The stringent test requirements of the AAR’s Specification for High Friction Composition Brake Shoes, M-926-92 can be met with the TTCI dynamometer. Currently, the AAR dynamometer is used to conduct both commercial developmental testing and official AAR certification testing. The dynamometer is also used by the AAR in the development of improvements to the current brake shoe standards.
The Roller Bearing Test Facility houses four full-scale bearing test devices. Each device is capable of simulating the in-service environment of roller bearings. Temperatures in the environmentally controlled rooms can be varied from +130 degrees to 50-degrees Fahrenheit. Research is conducted to better understand the behavior and deterioration process of bearings and to evaluate energy consumption based on various bearing configurations.
The TLV is designed to apply forces close to the strength limits of the rails and other track structure components, such as ties, rail fasteners, and ballast, while moving or stationary. The TLV is a unique research tool that leads the industry’s efforts in reducing the risk of derailment. The AAR-100 research car is operated with the TLV and houses the electronic computer equipment that performs all the automatic control, measurement, and data acquisition functions to operate the TLV.

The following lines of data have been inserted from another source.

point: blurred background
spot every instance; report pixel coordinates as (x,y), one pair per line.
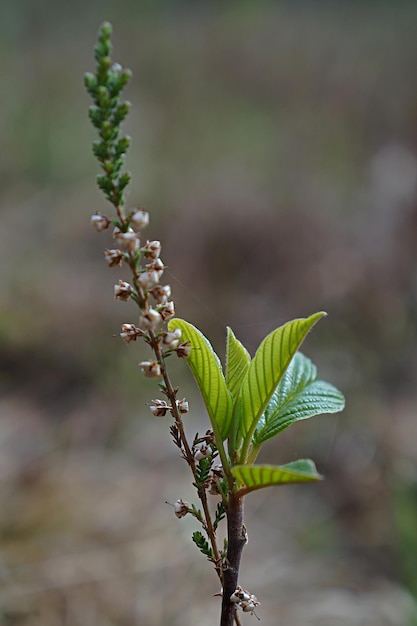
(275,145)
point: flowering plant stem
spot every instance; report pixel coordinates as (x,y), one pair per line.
(250,402)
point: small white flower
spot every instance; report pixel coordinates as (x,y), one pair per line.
(150,319)
(152,249)
(122,291)
(161,293)
(100,222)
(139,219)
(167,311)
(130,333)
(148,280)
(127,241)
(113,257)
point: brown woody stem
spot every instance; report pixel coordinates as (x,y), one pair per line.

Instrumented wheelsets are capable of accurately measuring wheel/rail forces. The wheelset is calibrated to establish scale factors for data collection. The wheel is put in service to provide feedback on rail conditions. The wheelsets are also used to measure wheel/rail forces for new car design certifications. They can be used with the on-track loading vehicle as an accurate measurement tool for flange climb derailment studies.
The Center Plate Tester is used to test center-bowl lubricants and liners. This machine is important tool in the study of rail rollover derailments and the development of specifications for center-bowl liners and lubricants.
An important aspect of railroad operations is the quality of its bridge infrastructure. TTCI research plays an key role in ensuring that test structures are capable of handling ever increasing axle loads. Through field testing and analytical studies, the different types of railway bridges are being characterized. In addition, TTCI has developed a computer model that can determine the remaining life of a steel railway bridge due to fatigue loading.
In the field of metallurgy, TTC is equipped to run laboratory tests on track and rolling stock components and materials. The testing lab contains scanning-electron, stereo-optical, and x-ray microscopes. Specimens of rail, wheels, and other components are subjected to mechanical testing, micro, Rockwell and Brinell hardness tests. Laboratory capabilities also include nondestructive evaluation to include liquid penetrant, magnetic particle, ultrasonic and visual testing. The Component Test Laboratory (CTL) provides a facility for various tests of track and equipment components. Full-scale wheel saw-cutting facilities, scaled-down drop (impact) test fixture for tank car heads, calibration fixtures for instrumented wheelsets and track components, such as ties, are also available in the CTL.